Several platforms serve this niche. OpenRouter is widely known and offers a broad model selection with pay-per-token pricing. Ofox.ai provides access to over 100 models through a single OpenAI-compatible endpoint, with particular appeal for teams that want consolidated billing across all their AI coding tools. Other options include Portkey (focused on observability and reliability) and Martian (focused on intelligent model routing).
When evaluating aggregation platforms, consider:
- Model coverage: Does it offer all the models you need?
- API compatibility: Does it support both OpenAI and Anthropic formats?
- Latency overhead: How much delay does the proxy layer add?
- Pricing transparency: Are per-token costs clearly listed, or are there hidden markups?
- Rate limits: What are the request-per-minute limits?
- Uptime and reliability: What is the platform’s track record?
- Data privacy: Does it log prompts? Where is data processed?
Cloud Provider Endpoints
Best for: Enterprises already on AWS, Azure, or GCP.
Major cloud providers offer AI model access through their own endpoints:
- Azure OpenAI: Same models as OpenAI, deployed in Azure regions
- AWS Bedrock: Access to Claude, Llama, and other models through AWS
- Google Vertex AI: Gemini and third-party models on GCP
These are OpenAI-compatible (or close to it) and integrate with existing cloud IAM, VPC, and billing. The setup is more complex, but enterprises often prefer this for compliance reasons.
Decision Matrix
| Factor | Direct API | Self-Hosted | Aggregation | Cloud Provider |
|---|---|---|---|---|
| Setup complexity | Low | High | Low | Medium |
| Model flexibility | Single provider | Any | Many providers | Limited set |
| Latency | Lowest | Low | Low-Medium | Low |
| Privacy control | Provider-dependent | Full | Provider-dependent | High |
| Cost | List price | Infra + list price | Varies | Premium |
| Billing | Per provider | Per provider | Unified | Cloud bill |
Putting It All Together: A Unified Team Setup
Here is an example of how a small development team might configure all their tools to use a single custom endpoint:
1. Set Team-Wide Environment Variables
Create a shared .env.ai file (distributed securely, not committed to git):
# Shared AI endpoint configuration
AI_BASE_URL="https://api.yourprovider.com/v1"

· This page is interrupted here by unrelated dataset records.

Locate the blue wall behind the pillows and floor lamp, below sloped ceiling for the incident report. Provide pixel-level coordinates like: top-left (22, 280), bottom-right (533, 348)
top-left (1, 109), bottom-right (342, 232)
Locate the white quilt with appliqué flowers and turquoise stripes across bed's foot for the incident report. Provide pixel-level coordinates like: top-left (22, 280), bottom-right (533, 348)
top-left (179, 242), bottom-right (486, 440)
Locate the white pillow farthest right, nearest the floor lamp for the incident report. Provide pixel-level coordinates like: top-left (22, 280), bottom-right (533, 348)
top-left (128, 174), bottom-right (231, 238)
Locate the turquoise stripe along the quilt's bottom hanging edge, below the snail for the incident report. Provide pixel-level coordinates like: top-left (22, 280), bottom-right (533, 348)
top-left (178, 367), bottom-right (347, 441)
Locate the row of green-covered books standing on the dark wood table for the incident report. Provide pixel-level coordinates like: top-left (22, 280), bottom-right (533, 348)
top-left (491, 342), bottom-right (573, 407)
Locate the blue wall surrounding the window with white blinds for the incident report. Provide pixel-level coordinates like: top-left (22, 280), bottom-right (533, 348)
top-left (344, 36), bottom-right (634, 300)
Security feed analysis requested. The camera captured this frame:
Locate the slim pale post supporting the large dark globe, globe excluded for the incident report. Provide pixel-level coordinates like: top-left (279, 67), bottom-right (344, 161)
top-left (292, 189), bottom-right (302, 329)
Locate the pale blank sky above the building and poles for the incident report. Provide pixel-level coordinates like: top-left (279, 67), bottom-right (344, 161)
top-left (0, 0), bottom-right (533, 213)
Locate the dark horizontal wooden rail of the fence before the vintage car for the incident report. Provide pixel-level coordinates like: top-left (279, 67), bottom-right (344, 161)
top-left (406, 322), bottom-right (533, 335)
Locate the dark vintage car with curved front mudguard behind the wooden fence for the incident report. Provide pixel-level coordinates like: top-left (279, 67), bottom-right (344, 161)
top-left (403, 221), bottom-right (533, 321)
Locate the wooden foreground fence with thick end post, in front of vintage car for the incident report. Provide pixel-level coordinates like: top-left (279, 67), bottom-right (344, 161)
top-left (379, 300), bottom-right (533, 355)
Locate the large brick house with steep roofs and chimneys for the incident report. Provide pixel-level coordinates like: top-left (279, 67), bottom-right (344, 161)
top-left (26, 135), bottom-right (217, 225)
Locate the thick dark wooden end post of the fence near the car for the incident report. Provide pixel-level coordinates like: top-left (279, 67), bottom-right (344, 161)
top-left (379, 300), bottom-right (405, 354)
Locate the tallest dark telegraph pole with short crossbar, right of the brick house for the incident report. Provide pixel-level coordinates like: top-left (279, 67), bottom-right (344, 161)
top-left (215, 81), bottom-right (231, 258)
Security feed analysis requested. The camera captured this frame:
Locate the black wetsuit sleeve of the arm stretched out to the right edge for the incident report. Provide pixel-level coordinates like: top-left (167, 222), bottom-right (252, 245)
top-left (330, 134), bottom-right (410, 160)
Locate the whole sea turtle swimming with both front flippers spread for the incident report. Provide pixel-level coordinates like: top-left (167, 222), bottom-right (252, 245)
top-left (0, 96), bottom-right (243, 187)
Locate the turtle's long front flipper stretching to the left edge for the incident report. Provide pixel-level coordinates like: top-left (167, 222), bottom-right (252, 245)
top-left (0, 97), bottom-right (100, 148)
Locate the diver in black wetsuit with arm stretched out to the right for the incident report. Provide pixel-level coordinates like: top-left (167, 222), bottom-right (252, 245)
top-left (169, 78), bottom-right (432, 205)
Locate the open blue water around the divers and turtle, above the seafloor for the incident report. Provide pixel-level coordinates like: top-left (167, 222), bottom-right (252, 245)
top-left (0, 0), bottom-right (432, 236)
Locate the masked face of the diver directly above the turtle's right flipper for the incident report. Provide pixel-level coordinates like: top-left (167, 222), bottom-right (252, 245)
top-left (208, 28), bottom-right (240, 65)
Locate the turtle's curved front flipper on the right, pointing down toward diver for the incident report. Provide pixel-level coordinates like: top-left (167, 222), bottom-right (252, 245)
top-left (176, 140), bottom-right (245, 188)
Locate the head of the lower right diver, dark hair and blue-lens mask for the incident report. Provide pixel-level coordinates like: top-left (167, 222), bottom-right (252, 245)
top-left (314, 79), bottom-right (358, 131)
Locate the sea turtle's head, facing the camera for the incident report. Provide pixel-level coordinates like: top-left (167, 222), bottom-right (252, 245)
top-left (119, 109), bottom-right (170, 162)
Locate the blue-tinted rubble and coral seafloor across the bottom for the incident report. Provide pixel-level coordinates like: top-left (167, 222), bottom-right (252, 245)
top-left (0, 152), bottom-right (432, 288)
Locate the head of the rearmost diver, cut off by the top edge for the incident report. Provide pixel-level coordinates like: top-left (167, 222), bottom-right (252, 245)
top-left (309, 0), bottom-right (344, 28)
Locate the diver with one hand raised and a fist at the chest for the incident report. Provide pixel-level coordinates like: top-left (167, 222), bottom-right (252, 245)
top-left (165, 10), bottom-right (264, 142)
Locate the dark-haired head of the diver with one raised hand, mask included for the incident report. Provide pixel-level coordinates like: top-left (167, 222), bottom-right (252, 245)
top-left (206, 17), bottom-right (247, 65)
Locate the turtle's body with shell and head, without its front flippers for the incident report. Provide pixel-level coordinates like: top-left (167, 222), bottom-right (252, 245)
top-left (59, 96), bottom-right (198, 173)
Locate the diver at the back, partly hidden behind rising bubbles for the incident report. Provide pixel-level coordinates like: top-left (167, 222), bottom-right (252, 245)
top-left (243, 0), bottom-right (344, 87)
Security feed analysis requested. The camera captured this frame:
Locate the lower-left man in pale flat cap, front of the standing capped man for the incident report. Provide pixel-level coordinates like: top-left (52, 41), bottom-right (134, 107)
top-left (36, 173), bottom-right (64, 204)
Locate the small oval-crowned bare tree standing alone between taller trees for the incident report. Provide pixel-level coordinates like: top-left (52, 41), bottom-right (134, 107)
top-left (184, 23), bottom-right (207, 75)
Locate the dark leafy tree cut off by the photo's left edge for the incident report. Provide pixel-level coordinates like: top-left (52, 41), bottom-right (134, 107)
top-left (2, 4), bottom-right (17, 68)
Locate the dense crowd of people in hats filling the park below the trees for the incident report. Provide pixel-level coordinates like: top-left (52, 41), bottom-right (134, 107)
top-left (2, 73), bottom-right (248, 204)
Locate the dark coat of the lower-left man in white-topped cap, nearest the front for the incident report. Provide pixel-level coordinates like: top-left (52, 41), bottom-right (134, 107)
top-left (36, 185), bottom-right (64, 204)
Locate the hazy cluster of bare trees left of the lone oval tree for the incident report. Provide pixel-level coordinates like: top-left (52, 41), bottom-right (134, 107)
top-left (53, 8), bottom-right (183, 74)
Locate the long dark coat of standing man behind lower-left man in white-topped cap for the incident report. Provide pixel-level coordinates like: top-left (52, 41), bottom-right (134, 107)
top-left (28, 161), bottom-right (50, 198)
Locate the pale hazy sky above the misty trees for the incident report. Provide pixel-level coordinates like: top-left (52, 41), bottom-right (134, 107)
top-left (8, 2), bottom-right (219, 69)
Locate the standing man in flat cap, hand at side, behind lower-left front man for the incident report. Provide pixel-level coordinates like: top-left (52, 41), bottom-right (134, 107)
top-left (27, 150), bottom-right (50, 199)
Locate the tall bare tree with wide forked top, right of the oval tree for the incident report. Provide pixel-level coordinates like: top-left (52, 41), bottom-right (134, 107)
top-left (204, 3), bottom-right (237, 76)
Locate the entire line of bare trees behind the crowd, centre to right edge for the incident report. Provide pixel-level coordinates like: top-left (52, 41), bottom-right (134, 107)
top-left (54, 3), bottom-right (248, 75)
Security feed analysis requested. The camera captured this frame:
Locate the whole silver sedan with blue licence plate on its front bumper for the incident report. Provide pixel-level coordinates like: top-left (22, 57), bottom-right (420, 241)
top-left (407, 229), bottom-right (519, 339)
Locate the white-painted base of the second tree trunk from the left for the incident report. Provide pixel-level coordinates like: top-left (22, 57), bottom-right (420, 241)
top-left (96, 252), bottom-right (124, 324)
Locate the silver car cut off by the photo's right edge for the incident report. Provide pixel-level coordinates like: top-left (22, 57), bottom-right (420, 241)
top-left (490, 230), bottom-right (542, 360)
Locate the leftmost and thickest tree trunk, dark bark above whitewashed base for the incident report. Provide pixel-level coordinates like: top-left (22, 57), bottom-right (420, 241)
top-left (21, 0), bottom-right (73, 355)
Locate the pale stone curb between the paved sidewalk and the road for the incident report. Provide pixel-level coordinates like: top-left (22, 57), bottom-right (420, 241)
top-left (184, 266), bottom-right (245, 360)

AI_API_KEY="team-api-key-here"
# Claude Code specific (Anthropic format)
ANTHROPIC_BASE_URL="https://api.yourprovider.com"
ANTHROPIC_API_KEY="team-api-key-here"
2. Add to Shell Profile
Each developer adds to their ~/.zshrc:
source ~/.env.ai
3. Configure Each Tool
Cursor: Settings > Models > Override Base URL with $AI_BASE_URL
Claude Code: Already configured via ANTHROPIC_BASE_URL and ANTHROPIC_API_KEY environment variables.
Cline: VS Code Settings > Cline > OpenAI Compatible > Base URL: use the value from $AI_BASE_URL
Zed: settings.json with api_url pointing to $AI_BASE_URL
4. Monitor Usage
Check your provider’s dashboard regularly to track per-developer and per-tool usage. Most aggregation platforms like Ofox.ai and OpenRouter provide detailed breakdowns by API key, model, and time period.
Summary
Custom API endpoints are no longer an edge case — they are a practical necessity for any team or developer using multiple AI coding tools. The configuration process is straightforward in every major tool:
- Cursor: Override Base URL in Settings > Models
- Claude Code: Set
ANTHROPIC_BASE_URLandANTHROPIC_API_KEYenv vars - Cline: Select “OpenAI Compatible” provider in extension settings
- Windsurf: Add custom provider in AI settings
- Zed: Edit
language_modelsinsettings.json
The hardest part is not the tool configuration — it is choosing the right endpoint strategy for your needs. Start with a direct provider API if you only need one model family. Move to an aggregation platform when you need flexibility across providers. Consider self-hosted proxies when privacy and control are paramount.
Whatever you choose, test thoroughly with curl first, verify streaming works, confirm tool/function calling support, and monitor your usage dashboards. A well-configured custom endpoint setup pays for itself in flexibility, cost savings, and reduced operational friction across your entire AI toolkit.